Aujourd’hui, l’islam n’est plus considéré comme l’ennemi de la chrétienté mais plutôt comme l’ennemi de la modernité, des droits de l’homme, de l’égalité des sexes, etc. Dès le 19ème, et encore plus durant le 20 ème et 21 ème siècle, une rupture s’opère : dorénavant, les présupposés qui fondent l’opposition à l’Islam sont plutôt fondés sur les présupposés sécularistes. C’est la figure de l’Islam comme anti-modernité qui est privilégiée souvent dans ce rejet. Nous sommes donc passés à une autre forme d’islamophobie et c’est pourquoi je parle de la « nouvelle » islamophobie dans un de mes livres qui porte ce même titre. Nous sommes passés d’une peur ancienne à une peur moderne, d’un racisme avec des présupposés religieux, à un racisme avec des présupposés dits « modernistes ».

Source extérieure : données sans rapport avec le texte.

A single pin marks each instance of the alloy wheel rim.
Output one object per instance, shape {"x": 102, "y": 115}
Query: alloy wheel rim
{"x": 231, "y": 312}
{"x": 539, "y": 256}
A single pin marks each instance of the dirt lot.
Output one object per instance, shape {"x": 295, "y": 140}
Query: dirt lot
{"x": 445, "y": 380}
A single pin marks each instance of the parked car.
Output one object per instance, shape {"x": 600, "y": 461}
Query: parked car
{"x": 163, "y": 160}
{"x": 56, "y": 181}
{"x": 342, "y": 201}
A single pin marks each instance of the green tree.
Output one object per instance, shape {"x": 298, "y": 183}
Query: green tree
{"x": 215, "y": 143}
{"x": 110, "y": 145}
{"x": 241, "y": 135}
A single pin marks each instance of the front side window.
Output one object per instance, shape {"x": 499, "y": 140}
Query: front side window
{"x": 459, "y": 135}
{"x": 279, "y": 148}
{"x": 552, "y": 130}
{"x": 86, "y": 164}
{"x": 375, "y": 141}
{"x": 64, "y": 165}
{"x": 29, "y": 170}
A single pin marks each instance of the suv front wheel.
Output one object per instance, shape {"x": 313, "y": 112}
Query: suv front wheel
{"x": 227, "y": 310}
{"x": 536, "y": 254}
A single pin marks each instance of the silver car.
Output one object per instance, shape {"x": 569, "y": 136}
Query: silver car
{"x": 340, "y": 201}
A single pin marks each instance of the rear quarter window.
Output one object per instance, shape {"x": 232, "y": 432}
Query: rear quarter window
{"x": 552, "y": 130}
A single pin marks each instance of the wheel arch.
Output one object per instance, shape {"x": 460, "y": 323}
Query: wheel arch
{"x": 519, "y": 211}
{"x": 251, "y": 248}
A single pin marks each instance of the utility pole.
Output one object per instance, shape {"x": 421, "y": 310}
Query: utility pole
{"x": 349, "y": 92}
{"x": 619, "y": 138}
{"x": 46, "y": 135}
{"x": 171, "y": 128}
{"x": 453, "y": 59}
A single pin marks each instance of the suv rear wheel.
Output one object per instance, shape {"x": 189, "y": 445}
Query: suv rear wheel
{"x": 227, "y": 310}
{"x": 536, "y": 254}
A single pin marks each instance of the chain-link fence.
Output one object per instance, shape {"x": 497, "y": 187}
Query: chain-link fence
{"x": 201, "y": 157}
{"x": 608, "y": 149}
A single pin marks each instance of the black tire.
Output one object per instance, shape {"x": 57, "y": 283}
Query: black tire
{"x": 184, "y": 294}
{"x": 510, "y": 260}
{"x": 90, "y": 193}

Le comportement de certain(e)s musulman(e)s ne renforce-t-il pas un sentiment de méfiance ou de rejet ?
Bien sûr qu’il y a des musulmans qui peuvent commettre des méfaits et des crimes. Mais le problème n’est pas là. En quoi leur appartenance cultuelle et leur foi sont-elles un facteur explicatif de ces types de comportement déviants et délinquants ?
Je dis toujours que c’est comme si on avait dit dans l’entre-deux-guerres et lors de la Seconde Guerre mondiale qu’il y a de l’antisémitisme parce que les juifs se comportent mal. C’est quelque chose qui nous apparaîtrait totalement stupide ! Pourtant il y avait la construction de la figure du juif bouc émissaire durant cette guerre, l’idée que tous les juifs étaient responsables des malheurs de l’Europe, voire du monde. On a construit la figure du juif bouc émissaire comme nous sommes entrain de le faire aujourd’hui avec les musulmans : quoi qu’ils fassent, on trouvera une sorte d’accusation symbolique les rendant coupables d’un certain nombre de méfaits.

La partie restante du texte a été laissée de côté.